Free Cash Flow Has Quietly Doubled in Two Years

Walmart generated $14.9 billion of free cash flow in fiscal 2026, up from $12.7 billion in fiscal 2025 and $7.6 billion in fiscal 2023. The two-year free cash flow growth is 96%. That is the cleanest signal that the operating leverage is real, not an accounting artefact.

Capital expenditure has actually expanded over this period (from $20.6 billion in fiscal 2024 to $26.6 billion in fiscal 2026, a 29% increase). Free cash flow growing while capex grows is the definition of operational leverage. By comparison, Target generated $4.5 billion of free cash flow in 2025 against $3 billion of capex; the absolute scale and the growth rate at Walmart dominate.

Management has used the cash flow conservatively. Net debt has declined from $40 billion in 2022 to approximately $35 billion now. Buybacks averaged $4.5 billion annually over the last three years, a deliberate restraint relative to the cash generation. Dividend coverage sits comfortably above 2x. The conservative capital allocation is itself a positive: Walmart is choosing optionality on M&A and capacity over share count reduction. That patience, combined with a 1.0% dividend yield and a 2-3% buyback cadence, points to a 4-5% total shareholder yield against a 6-8% earnings growth profile. Total return mathematics support a 12-13% IRR at current prices.

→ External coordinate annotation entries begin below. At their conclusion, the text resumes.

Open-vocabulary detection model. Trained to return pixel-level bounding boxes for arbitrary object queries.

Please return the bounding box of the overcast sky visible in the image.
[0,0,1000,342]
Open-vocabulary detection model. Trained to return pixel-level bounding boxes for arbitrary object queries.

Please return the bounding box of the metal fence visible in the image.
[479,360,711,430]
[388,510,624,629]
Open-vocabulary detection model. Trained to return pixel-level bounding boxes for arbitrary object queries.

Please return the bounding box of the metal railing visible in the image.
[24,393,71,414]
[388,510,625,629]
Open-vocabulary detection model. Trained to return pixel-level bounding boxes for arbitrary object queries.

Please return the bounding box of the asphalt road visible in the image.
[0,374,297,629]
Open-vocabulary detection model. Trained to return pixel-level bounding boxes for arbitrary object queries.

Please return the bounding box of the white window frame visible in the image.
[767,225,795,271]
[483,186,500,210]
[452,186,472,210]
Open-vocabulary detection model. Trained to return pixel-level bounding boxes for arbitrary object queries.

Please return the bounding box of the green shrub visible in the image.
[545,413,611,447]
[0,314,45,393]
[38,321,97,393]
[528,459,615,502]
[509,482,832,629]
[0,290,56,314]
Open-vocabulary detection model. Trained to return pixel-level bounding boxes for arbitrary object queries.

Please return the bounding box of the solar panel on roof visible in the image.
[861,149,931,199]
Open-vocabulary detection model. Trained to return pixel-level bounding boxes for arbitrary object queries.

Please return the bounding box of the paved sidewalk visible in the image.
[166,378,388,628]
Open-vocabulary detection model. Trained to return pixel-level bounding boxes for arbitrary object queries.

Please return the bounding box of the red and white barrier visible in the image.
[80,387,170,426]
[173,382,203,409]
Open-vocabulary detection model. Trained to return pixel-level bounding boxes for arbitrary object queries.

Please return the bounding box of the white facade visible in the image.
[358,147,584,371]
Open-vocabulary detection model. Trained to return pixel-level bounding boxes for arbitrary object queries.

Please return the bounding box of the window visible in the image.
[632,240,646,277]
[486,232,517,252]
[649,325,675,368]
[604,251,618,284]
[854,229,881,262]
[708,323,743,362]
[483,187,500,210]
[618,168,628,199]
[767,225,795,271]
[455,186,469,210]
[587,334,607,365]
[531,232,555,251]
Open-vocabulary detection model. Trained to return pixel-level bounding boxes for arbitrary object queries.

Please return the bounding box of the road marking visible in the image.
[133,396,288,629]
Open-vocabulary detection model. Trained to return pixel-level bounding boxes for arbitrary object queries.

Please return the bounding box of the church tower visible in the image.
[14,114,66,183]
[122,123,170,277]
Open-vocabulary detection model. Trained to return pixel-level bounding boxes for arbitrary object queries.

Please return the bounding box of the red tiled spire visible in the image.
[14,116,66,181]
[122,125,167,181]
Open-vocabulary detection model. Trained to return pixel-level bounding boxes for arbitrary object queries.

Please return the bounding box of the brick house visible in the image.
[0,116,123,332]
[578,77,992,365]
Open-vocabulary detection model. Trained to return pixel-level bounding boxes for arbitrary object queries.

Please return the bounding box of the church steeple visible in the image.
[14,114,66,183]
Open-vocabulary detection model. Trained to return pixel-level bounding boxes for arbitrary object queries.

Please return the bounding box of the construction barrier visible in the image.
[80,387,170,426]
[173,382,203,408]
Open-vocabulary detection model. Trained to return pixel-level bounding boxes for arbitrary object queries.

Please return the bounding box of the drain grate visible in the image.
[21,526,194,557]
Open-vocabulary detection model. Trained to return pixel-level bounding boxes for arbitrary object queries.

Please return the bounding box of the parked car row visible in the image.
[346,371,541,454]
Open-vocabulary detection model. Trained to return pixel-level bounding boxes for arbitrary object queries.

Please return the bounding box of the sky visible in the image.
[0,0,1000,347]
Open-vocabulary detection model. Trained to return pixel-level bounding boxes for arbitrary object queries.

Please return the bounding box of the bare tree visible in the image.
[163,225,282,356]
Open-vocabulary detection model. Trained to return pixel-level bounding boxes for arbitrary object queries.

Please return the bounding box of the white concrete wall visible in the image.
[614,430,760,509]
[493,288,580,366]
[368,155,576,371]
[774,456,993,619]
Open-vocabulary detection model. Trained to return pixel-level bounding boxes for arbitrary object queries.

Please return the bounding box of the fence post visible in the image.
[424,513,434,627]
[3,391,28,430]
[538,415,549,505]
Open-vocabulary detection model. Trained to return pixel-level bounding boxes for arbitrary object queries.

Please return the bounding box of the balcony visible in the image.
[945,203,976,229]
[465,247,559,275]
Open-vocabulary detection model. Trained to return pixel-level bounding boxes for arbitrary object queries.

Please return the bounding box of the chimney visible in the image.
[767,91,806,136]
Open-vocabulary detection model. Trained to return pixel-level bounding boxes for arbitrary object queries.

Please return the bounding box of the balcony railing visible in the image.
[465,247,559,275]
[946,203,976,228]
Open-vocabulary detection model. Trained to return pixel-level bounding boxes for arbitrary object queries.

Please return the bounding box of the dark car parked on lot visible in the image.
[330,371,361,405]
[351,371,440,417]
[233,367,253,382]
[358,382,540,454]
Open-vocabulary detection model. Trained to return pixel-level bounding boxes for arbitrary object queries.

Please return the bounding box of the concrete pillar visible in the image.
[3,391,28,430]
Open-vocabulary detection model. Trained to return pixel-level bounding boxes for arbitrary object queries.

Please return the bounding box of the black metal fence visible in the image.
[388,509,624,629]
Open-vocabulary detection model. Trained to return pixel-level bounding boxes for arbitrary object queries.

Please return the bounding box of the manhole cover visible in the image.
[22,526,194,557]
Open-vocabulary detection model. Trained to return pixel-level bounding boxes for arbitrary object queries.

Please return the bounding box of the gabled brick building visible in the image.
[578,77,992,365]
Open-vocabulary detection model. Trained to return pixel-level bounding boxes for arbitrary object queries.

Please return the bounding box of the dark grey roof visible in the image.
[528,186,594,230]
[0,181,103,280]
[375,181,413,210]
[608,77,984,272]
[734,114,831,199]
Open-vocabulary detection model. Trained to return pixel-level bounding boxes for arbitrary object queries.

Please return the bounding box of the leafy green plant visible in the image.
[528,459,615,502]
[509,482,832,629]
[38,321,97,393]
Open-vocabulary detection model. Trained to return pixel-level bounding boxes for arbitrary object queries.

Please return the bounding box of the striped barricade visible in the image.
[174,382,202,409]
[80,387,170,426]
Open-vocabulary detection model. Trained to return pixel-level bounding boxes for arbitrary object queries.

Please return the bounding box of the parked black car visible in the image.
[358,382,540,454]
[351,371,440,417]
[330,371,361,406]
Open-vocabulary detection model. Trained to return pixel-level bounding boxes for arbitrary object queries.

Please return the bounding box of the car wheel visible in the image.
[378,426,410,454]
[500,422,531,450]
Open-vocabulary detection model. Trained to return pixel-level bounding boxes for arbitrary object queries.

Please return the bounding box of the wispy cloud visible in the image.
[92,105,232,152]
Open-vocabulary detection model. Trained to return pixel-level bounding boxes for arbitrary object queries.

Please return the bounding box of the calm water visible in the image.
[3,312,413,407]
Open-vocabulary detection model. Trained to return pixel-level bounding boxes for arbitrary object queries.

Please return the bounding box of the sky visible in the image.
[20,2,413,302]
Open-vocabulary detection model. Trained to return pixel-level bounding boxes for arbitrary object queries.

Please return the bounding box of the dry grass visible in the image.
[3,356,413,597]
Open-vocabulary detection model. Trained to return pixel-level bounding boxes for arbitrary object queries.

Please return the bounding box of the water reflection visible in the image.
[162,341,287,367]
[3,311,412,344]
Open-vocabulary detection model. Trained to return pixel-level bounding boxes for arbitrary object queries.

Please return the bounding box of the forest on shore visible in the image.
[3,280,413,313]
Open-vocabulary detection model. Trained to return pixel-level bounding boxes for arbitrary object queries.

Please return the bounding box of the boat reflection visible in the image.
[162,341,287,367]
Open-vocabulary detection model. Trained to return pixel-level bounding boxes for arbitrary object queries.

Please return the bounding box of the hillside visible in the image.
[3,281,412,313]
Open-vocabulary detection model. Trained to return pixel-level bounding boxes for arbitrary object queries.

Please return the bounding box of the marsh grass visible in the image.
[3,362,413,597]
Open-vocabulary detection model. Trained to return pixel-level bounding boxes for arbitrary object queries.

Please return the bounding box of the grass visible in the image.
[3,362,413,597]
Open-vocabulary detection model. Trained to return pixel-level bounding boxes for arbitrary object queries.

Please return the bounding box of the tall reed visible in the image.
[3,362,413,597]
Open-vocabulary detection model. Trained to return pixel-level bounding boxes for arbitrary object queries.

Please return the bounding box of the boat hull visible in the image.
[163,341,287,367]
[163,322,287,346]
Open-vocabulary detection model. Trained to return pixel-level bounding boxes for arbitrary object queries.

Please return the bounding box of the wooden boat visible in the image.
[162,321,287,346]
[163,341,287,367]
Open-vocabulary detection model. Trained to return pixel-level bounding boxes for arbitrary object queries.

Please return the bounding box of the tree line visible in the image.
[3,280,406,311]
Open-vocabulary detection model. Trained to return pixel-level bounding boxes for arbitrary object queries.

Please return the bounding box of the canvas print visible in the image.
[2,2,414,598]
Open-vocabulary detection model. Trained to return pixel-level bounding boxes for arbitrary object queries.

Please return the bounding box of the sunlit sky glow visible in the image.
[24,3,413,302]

The Multiple Concern, and Why It Is Mostly Wrong

The bear case has one strong argument. At 47x trailing earnings, Walmart is more expensive than it has been at any point in the last decade. The five-year average P/E is approximately 28x. The stock has rerated by 65% above the five-year average without a corresponding earnings break.

This concern is real but mispriced. Multiples expand for two reasons: the business changes structurally, or the rate environment changes. Both have happened simultaneously here. The business has structurally changed (e-commerce profitability, advertising scale, membership economics) in ways that warrant a multiple closer to consumer staples than traditional retail. Procter and Gamble trades at 27x earnings with 4-5% organic growth. Walmart's underlying organic growth, including the digital and advertising layers, is closer to 8-9%. Applying a 33-35x multiple on fiscal 2027 EPS estimates of approximately $3.20 produces a $105-112 price target, roughly 12-15% above current levels.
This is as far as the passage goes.